Attack won't affect Spanish presence, leader says

? Assailants ambushed a team of Spanish intelligence officers Saturday, killing seven agents in a bloody new attack on U.S. allies in Iraq. Two Japanese diplomats were shot to death in a separate attack.

The two attacks came a little more than two weeks after 19 Italians were killed in a suicide bombing appeared aimed at undercutting the cohesion of the U.S.-led coalition, which includes more than 30 countries. The insurgents are also focusing on separating U.S. forces from Iraqi allies by attacking police and local officials.

The Spaniards were attacked as their two civilian four-wheel-drive vehicles traveled south from Baghdad to the city of Hillah, according to Capt. Ivan Morgan, a spokesman for a multinational division in southern Iraq.

One Spanish agent escaped the assault in Mahmudiyah, 18 miles south of Baghdad.
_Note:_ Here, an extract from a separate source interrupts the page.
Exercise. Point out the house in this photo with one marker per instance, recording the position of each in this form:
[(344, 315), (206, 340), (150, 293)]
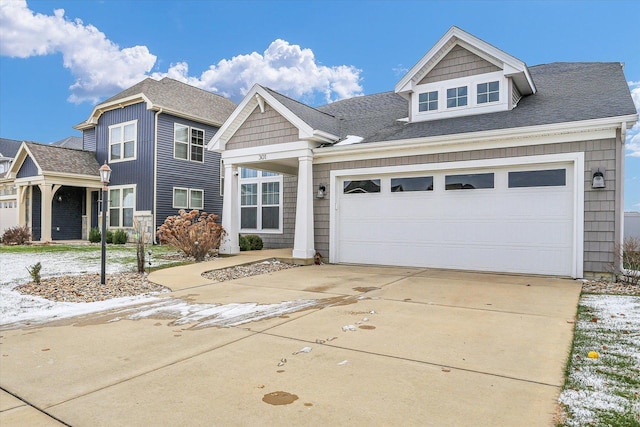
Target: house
[(8, 199), (153, 136), (474, 161)]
Journalists arrived on the scene and said a small crowd chanted praise for ousted president Saddam Hussein and some kicked the bodies.

Television footage of the aftermath showed several bodies along a highway as cars, their headlights on, drove by at dusk. People milled around, and a youth — apparently aware he was being filmed — kicked his foot in the air over a body. An older youth rested his foot on a corpse, an arm raised in triumph.

“We sacrifice our souls and blood for you, oh Saddam,” some in the group chanted in Arabic, witnesses said.

Rajiv Chandrasekaran, a reporter for The Washington Post, spoke with several witnesses in the crowd. Based on what they said, he described it as a “sophisticated, coordinated attack.”

One or two cars with Saddam loyalists were following the Spanish team, the witnesses told him. Near the site, they opened fire on the SUVs, forcing the lead vehicle off the road. “A second band of attackers laying in wait opened fire with rocket-propelled grenades and Kalashnikovs,” he said.

Iraqis celebrate over the bodies of slain Spanish intelligence officers on a street south of Baghdad. At least six people where killed and one injured in the attack Saturday on the Spanish military intelligence team in Iraq, a Spanish official said.

The first car caught on fire, and a 20-minute gun battle ensued, he said, based on the witness accounts.

Chandrasekaran said a crowd of about 100 people gathered, and added he saw people kicking the bodies. “It was hostility mixed with jubilation.”

Spokesmen for Spanish Prime Minister Jose Maria Aznar said the attack wouldn’t cause Spain to end its presence in Iraq. The killings of the Spanish agents came more than two weeks after assailants targeted another staunch U.S. ally, Italy, with a devastating car bomb outside the Italian barracks in Nasiriyah that killed 19 Italians and 14 others.

He said he would fly to Iraq to repatriate the bodies, which were evacuated from the scene by helicopters of Spain’s Plus Ultra Brigade.

President Bush called Aznar “to express his sympathies on behalf of the American people,” said White House spokesman Allen Abney.